- Kita bukan lagi berada di usia yang harus menyelesaikan segalanya dengan berisik. Kita sudah berada di sebuah usia yang mengharuskan kita tidak lagi menyelesaikan masalah, tetapi menerima serta memahami kemudian menyelesaikan dengan tenang. Tapi, tidak ada yang lebih unggul dari keduanya. Kita bebas memilihnya.-
- Sekarang aku tahu makna lain jika setiap orang tua berkata ' selesaikan satu persatu dulu tugasmu, baru setelah itu bermain-
Setelah perbincangan singkat mereka di danau tersembunyi itu, mereka memutuskan untuk segera meninggalkan Rumah Singgah. Mereka sama sekali belum ada yang mengeluarkan suara, baik Jisoo maupun Seokjin.
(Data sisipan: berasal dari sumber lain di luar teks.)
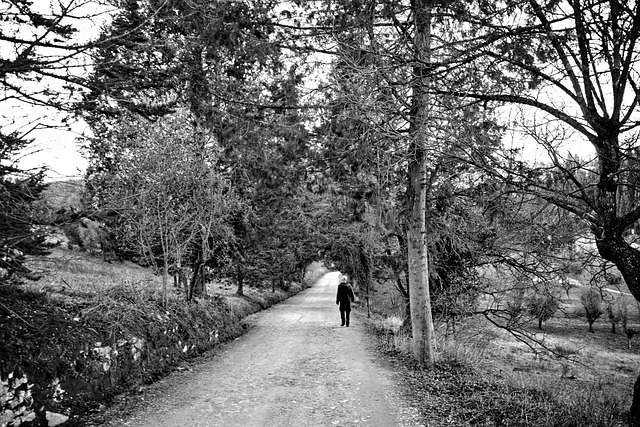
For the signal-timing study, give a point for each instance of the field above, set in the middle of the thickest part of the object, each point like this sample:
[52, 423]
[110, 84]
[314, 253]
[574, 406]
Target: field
[562, 375]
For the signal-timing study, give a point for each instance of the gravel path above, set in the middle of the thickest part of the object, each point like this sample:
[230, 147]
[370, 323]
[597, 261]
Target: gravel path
[296, 367]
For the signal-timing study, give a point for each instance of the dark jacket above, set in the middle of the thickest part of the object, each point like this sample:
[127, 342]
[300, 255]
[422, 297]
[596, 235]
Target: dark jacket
[345, 296]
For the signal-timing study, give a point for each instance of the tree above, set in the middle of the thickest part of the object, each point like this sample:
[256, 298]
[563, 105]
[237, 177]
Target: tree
[41, 53]
[171, 200]
[21, 231]
[572, 66]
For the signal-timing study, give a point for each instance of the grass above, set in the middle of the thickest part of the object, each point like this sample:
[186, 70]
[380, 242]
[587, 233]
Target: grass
[93, 330]
[483, 377]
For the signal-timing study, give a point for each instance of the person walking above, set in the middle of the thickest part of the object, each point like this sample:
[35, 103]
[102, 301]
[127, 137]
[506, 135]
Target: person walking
[344, 298]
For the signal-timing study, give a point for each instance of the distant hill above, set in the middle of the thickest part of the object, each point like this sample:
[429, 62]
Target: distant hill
[64, 194]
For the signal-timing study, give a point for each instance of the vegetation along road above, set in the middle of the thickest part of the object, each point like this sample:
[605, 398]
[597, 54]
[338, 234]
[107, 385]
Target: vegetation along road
[296, 367]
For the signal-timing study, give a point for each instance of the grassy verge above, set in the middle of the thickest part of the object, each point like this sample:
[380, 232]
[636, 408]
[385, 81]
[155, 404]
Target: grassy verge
[80, 337]
[467, 389]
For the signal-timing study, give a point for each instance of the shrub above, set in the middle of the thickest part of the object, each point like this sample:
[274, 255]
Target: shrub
[543, 307]
[592, 302]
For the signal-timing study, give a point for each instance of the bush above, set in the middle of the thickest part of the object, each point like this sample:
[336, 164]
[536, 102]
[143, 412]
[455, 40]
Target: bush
[592, 302]
[543, 307]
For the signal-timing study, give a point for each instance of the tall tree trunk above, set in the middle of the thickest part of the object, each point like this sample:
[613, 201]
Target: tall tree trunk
[609, 234]
[419, 297]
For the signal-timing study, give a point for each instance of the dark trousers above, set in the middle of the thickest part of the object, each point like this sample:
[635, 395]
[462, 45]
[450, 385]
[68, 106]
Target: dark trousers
[344, 316]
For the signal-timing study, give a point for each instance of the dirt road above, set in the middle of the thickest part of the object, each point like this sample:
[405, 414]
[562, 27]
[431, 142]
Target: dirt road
[296, 367]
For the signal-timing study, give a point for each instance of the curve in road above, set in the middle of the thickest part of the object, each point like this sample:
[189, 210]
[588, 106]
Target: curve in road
[296, 367]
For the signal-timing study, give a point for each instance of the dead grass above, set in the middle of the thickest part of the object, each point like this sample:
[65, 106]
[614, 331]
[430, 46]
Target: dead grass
[486, 377]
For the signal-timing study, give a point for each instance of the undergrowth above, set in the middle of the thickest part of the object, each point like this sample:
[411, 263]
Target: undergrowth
[73, 350]
[458, 391]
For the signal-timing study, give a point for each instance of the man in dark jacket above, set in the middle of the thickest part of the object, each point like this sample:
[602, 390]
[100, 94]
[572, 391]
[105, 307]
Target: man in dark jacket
[344, 298]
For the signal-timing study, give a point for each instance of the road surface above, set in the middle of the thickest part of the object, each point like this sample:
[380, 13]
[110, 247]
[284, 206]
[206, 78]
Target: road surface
[296, 367]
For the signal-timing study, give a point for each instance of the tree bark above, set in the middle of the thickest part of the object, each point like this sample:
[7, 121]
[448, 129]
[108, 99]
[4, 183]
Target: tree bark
[419, 296]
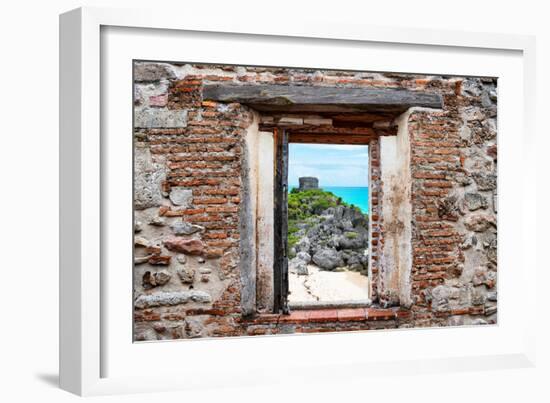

" Aku benar-benar heran, kita sudah tahu sesuatu yang bisa dibilang paling kita sembunyikan. Tapi kenapa kita terlihat begitu santai?" tanya Jisoo tanpa berusaha menoleh kepada Seokjin, yang saat ini dipastikan sedang fokus menyetir.
" Lalu, kau ingin kita bagaimana hmm? Apa perlu kita mengumumkan semuanya ke media hmm? Kau mau membuat mereka cepat kaya karena cerita kita? Ahh..tapi boleh juga siapa tahu bisa dijadikan inspirasi drama, kita akan sedikit kena untung." ujar Seokjin asal-asalan.
Jawaban itu membuat Jisoo melayangkan protes kepada Seokjin " Kau ya!! Aku serius Seokjin~sii!!. Ini terlalu biasa untuk kita berdua."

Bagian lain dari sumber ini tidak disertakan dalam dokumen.